In Fisher’s assessment, the takeaway is that distributors should take steps to guard against product shortages, since “threat of dwindling supply remains the greatest threat” to wholesale distribution during this onset of COVID-19.
Dr. Anirban Basu concurs with the short-term emphasis on smart inventory management. Basu contributed to this month’s HARDInomics analysis, which the association chose to open to the public in light of current events.
Basu outlined how the Chinese New Year did result in reduced cargo deliveries, and that any lingering virus-related slowness in shipments will only worsen availability.
Even then, he said, tight availability would not necessarily have a negative impact on profit margins. Those supply chain slowdowns or interruptions could drive up the prices of certain items already in U.S. warehouses.
“Distributors need to fully understand the nature of scarcity and customers’ willingness to pay before parting with precious inventory,” Basu wrote. “This may be especially true of technologies that relate directly to the crisis or may appear to, including technologies such as ultraviolet disinfection systems.”
China may have commanded the headlines with regard to COVID-19 and manufacturing abroad, but Guitze Messina, executive director of HARDI Mexico, noted the U.S. imports more goods from Mexico than any other country. That should serve to comfort the industry in this circumstance.

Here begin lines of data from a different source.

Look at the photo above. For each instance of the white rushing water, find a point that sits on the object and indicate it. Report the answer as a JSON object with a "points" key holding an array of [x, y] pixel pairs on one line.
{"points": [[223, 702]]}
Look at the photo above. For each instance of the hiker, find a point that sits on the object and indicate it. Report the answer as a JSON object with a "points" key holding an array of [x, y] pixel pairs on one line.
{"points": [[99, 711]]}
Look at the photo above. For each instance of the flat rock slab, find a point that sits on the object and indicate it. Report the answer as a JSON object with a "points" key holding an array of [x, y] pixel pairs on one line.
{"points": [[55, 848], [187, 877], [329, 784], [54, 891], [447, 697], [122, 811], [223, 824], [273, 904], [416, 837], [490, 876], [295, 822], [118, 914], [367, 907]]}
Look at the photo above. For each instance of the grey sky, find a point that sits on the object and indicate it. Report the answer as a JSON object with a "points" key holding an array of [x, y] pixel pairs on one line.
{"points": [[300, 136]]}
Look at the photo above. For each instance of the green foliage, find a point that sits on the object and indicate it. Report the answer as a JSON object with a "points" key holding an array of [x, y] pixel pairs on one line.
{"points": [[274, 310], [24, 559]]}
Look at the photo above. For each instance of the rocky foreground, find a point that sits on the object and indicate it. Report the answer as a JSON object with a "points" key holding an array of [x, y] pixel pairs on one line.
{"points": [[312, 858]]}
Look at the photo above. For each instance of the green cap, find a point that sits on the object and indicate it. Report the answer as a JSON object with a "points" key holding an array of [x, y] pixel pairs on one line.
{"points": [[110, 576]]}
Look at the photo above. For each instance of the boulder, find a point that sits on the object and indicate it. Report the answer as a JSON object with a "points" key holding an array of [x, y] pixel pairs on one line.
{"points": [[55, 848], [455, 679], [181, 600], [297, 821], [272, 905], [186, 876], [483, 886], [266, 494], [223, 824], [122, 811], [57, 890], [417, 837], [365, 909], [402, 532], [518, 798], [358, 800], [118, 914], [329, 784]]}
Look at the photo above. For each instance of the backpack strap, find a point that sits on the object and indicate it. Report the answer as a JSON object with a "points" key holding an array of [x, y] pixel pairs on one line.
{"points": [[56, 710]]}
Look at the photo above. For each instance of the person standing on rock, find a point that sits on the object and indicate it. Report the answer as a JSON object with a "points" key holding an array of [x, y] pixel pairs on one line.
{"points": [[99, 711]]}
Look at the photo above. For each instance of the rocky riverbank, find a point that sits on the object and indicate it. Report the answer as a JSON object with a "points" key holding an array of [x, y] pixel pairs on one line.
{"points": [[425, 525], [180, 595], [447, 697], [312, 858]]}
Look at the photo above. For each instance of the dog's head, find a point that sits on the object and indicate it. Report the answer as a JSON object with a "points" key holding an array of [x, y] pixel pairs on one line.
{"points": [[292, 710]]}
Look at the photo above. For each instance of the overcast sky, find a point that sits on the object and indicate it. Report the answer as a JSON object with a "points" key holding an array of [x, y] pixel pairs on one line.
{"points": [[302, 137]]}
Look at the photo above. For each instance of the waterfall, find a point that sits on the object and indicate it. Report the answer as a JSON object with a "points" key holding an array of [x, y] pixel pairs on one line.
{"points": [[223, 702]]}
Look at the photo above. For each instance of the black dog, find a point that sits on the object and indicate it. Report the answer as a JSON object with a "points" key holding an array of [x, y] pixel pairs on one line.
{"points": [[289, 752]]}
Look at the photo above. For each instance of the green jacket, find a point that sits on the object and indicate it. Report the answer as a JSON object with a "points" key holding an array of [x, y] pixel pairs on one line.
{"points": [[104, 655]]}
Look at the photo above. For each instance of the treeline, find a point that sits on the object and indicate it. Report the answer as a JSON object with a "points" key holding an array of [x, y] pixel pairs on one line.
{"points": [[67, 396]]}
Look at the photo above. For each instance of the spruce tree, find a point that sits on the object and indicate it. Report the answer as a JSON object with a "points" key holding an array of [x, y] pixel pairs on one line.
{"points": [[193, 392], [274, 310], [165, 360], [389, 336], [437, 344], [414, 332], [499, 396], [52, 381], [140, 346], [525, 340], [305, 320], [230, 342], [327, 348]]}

“President Trump already made it clear that no commercial trade will be affected between Mexico and the U.S. So if trade with China was not stopped, we can be sure that it will not be stopped with Mexico,” he said — especially since Mexico to this point has had a much less harsh experience with COVID-19.
Messina reported that in Mexico, a larger factor has been the exchange rate, which spiked a full 25 percent since the beginning of March.
As a result, he said large commercial projects have been delayed in hopes that rate will calm down in the weeks to come. Messina said this trend supports the trend he sees toward residential business, where contractors there can assist homeowner at the start of the warmer season and where demand for parts has remained normal.
The final member of HARDI’s analytic trio is market research and benchmarking analyst Brian Loftus. In the HARDInomics report, he noted that forecasters were already concerned about 2020 before COVID-19 developed, due to declining U.S. industrial production as far back as July 2019.
That trend, Loftus expects, will continue in light of the virus, recent Boeing troubles, and lower oil prices.
Loftus discussed a graph representing Bloomberg Economics’ Recession Probability Indicator, a figure that lurched above 50 percent with the current crisis. While it may well move higher in the near future, Loftus observed that it is not a sure thing, either.
“If it moved this quick one way, then it can quickly recover also,” he wrote to HARDI members. “For the economy, this could be an exogenous hiccup instead an enduring economic illness.”
(Note: The various mentions here sometimes only scratch the surface of the complete analysis and information on the HARDI resource page, where visitors can also submit questions.)